Members of the firefighters' union have voted to accept an above-inflation pay offer for next year, it has been announced.
A ballot of the Fire and Rescue Service Association (FRSA) shows 98% of voting members accepted the offer, which is 1.3% above last month’s inflation rate.
Statistics Jersey announced last week that inflation, as at September of this year, is 2.7%.
This means that Fire and Rescue Service staff will receive a total pay increase of 4% from the States Employment Board (SEB) - the body that oversees all employment matters within the public sector.
Pictured: Fire and rescue staff will receive an above-inflation pay rise in 2020.
In a post on Facebook, the union thanked its members “for their patience in seeing this dispute through to the end and for casting their vote”.
They also described the 2020 offer as “fair”, but explained that it should be viewed in the context of their previous pay deals.
“Firefighters believe this offer now to be fair and goes a little way to reduce the increasing detriment from previous years of below inflation pay awards and pay freezes, be it at a surprisingly low RPI; the lowest since 2017 with an uncertain Brexit,” the post read.
The FRSA also took the opportunity to renew calls for the SEB to drop their ongoing legal battle over firefighter pensions. The Court of Appeal is currently considering the Government’s latest attempt to overturn three rulings in favour of the firefighting union made by the Employment and Discrimination Tribunal and the Royal Court.
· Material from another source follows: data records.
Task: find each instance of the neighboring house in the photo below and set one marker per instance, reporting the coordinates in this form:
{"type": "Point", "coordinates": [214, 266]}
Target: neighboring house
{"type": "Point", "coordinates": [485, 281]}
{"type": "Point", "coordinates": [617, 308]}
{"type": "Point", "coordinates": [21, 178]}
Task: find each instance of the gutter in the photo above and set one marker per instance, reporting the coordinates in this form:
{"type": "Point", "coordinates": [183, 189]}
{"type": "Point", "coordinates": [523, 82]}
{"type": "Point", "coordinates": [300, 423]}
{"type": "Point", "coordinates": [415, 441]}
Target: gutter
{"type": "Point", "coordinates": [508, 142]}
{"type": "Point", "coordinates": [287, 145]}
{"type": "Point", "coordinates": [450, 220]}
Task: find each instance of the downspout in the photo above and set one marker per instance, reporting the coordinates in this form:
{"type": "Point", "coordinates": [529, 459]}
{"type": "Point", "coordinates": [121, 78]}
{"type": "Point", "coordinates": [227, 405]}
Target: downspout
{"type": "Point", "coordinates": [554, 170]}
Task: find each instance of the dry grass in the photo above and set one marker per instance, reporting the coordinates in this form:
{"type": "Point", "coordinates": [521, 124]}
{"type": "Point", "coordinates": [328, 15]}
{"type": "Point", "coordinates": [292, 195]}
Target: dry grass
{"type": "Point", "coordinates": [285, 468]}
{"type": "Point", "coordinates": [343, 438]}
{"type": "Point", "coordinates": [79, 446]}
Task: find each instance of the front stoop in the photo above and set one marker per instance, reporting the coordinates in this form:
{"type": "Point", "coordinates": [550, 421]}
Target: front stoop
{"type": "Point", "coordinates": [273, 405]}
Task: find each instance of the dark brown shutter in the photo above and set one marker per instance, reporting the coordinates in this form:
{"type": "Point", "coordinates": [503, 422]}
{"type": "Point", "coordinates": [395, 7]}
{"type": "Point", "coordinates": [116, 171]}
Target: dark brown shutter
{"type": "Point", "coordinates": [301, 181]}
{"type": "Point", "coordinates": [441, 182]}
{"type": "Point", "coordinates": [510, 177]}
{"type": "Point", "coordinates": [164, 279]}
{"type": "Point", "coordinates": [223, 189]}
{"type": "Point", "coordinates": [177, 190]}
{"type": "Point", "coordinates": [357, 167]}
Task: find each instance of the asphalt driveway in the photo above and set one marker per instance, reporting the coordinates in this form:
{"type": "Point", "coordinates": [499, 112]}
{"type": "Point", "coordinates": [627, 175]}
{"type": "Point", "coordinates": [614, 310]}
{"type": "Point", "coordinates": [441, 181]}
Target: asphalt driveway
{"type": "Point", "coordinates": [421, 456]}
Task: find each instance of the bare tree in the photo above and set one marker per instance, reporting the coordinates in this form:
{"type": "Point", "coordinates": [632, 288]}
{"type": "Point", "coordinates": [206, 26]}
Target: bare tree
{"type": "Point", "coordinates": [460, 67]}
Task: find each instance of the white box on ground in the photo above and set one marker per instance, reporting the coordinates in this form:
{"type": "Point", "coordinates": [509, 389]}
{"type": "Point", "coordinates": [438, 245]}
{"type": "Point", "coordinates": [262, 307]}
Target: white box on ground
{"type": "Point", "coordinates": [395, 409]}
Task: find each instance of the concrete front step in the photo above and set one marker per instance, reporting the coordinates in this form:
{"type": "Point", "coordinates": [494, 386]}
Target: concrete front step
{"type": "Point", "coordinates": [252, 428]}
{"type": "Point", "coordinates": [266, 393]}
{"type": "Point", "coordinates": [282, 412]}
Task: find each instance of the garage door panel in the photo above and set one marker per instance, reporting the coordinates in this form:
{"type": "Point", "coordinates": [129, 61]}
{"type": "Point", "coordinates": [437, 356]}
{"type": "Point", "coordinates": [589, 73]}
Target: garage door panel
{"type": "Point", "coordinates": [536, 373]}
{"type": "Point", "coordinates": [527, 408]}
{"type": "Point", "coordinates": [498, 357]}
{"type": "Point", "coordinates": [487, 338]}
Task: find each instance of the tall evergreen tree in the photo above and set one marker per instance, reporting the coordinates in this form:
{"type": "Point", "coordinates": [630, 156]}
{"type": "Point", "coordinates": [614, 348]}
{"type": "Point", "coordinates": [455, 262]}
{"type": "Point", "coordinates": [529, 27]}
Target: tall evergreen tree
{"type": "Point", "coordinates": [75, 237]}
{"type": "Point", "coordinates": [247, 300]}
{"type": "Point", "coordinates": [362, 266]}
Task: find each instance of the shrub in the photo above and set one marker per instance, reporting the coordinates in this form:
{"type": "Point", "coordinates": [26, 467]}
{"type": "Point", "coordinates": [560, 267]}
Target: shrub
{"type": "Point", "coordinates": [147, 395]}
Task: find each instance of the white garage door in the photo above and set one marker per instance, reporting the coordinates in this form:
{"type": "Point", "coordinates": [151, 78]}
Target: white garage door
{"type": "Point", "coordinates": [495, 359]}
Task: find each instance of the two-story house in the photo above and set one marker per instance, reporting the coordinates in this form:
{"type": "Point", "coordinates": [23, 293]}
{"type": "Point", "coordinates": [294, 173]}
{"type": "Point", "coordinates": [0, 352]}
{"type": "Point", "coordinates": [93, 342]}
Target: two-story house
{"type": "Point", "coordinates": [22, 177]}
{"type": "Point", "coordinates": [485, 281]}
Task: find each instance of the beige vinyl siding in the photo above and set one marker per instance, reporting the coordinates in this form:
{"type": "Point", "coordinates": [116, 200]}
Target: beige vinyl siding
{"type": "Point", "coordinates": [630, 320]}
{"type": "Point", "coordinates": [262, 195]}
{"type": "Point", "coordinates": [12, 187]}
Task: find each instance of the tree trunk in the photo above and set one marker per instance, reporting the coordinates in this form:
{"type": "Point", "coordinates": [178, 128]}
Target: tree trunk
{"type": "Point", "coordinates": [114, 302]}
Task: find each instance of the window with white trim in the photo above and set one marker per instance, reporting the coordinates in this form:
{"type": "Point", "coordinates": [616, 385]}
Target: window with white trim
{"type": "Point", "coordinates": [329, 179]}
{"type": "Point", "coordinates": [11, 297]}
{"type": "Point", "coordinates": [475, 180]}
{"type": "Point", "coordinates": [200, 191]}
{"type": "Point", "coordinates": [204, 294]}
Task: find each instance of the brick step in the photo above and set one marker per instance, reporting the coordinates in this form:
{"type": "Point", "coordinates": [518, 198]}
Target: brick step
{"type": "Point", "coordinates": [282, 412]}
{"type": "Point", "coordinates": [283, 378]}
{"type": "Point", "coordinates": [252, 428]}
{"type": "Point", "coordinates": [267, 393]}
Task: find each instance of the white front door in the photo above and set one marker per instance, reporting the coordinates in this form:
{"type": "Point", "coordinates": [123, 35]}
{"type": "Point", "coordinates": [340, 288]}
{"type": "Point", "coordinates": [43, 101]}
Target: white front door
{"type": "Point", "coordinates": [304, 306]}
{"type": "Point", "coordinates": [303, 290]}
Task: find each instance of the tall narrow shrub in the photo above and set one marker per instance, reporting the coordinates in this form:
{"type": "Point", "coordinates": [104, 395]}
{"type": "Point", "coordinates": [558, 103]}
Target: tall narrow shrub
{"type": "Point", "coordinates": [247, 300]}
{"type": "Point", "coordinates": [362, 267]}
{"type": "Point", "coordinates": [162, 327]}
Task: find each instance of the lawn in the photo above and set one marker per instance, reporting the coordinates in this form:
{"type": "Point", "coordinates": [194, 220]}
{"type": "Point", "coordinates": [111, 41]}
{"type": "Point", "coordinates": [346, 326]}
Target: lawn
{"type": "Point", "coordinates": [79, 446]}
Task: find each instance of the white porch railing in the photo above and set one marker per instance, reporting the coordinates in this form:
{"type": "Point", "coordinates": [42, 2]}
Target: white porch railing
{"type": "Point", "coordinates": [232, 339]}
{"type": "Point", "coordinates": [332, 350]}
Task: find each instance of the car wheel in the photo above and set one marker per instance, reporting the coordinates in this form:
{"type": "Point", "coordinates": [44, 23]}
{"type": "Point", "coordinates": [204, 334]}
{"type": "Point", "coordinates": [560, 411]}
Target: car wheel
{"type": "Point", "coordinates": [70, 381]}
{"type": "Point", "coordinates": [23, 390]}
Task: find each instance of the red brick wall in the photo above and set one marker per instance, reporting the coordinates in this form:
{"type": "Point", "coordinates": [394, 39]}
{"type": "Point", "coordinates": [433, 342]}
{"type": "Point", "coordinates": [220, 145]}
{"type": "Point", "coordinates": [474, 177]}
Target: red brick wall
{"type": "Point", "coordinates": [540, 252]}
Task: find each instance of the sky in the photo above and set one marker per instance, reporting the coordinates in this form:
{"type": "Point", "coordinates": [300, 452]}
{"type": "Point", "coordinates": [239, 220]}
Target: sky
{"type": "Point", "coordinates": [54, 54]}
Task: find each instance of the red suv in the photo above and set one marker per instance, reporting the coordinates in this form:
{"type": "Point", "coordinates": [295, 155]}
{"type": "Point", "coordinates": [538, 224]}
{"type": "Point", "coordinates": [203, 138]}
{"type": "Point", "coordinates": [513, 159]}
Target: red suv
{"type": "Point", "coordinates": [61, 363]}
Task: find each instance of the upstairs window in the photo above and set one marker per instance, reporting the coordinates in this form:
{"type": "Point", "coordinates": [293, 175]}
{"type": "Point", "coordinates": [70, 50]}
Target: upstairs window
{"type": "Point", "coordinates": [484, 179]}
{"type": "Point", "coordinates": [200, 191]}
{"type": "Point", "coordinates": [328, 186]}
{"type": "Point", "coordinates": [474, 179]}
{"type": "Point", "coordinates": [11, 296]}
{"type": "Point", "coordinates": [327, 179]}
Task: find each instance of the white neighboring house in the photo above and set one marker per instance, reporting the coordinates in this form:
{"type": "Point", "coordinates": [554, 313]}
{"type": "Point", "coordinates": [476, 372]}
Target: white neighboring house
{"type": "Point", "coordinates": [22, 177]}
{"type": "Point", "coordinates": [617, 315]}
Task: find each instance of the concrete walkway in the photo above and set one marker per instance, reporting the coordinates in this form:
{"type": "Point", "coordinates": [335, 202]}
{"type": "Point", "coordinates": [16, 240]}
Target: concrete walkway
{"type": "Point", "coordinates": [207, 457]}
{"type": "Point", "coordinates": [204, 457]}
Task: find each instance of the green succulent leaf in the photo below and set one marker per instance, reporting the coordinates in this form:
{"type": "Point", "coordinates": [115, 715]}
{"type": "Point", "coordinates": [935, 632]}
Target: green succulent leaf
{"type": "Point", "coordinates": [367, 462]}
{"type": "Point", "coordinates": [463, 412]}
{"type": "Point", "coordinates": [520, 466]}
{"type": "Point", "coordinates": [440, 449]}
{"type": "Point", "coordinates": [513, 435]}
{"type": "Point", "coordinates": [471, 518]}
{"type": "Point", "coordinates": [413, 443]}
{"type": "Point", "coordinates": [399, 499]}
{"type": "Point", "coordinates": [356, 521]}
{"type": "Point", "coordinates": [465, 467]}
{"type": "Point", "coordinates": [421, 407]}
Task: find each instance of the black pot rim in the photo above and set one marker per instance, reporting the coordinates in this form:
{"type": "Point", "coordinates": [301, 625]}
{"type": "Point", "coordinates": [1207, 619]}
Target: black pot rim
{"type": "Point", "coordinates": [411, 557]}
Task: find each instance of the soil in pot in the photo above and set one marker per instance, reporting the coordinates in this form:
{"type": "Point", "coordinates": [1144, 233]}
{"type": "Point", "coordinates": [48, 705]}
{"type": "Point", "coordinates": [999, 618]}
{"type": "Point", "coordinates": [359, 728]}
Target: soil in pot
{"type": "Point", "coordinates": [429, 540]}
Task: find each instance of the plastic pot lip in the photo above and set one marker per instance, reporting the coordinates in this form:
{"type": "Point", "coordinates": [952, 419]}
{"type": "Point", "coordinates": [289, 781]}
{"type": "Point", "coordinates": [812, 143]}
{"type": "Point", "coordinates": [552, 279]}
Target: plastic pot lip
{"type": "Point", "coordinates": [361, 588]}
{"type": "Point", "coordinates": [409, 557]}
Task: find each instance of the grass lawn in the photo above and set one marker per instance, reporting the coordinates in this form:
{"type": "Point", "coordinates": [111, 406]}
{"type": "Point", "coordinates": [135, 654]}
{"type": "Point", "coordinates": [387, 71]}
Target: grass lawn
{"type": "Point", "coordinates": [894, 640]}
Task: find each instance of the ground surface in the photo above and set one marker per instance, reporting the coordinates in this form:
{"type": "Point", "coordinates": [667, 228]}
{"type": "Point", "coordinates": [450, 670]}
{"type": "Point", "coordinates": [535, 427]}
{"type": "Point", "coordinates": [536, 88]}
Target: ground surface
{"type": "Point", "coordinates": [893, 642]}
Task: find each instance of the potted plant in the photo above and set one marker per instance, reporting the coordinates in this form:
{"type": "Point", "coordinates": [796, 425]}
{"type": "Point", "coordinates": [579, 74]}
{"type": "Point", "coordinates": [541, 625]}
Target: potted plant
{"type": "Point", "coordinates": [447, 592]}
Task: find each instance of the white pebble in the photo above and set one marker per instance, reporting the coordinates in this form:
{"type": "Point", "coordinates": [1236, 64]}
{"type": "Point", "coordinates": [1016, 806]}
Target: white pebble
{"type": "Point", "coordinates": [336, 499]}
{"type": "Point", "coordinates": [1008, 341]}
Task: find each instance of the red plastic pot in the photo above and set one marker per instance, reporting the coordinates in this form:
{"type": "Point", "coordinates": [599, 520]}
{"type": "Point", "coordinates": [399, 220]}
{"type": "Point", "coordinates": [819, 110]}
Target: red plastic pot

The union states: “In demonstrating firefighters’ pragmatic approach to this ongoing dispute, we repeat our request that the States Employment Board put aside their unreasonable appeals of Firefighters’ pension claims and negotiate a fair deal for our members.”
Commenting on the agreement of the 2020 pay offer, the Vice-Chair of the SEB, Constable Richard Buchanan said: “The Government is very pleased that Fire and Rescue colleagues have accepted our 2020 pay offer with such an emphatic vote, bringing months of negotiations to a mutually-satisfactory close.
“This follows settlements reached in recent months by nurses and midwives, police, teachers, headteachers and deputy headteachers.”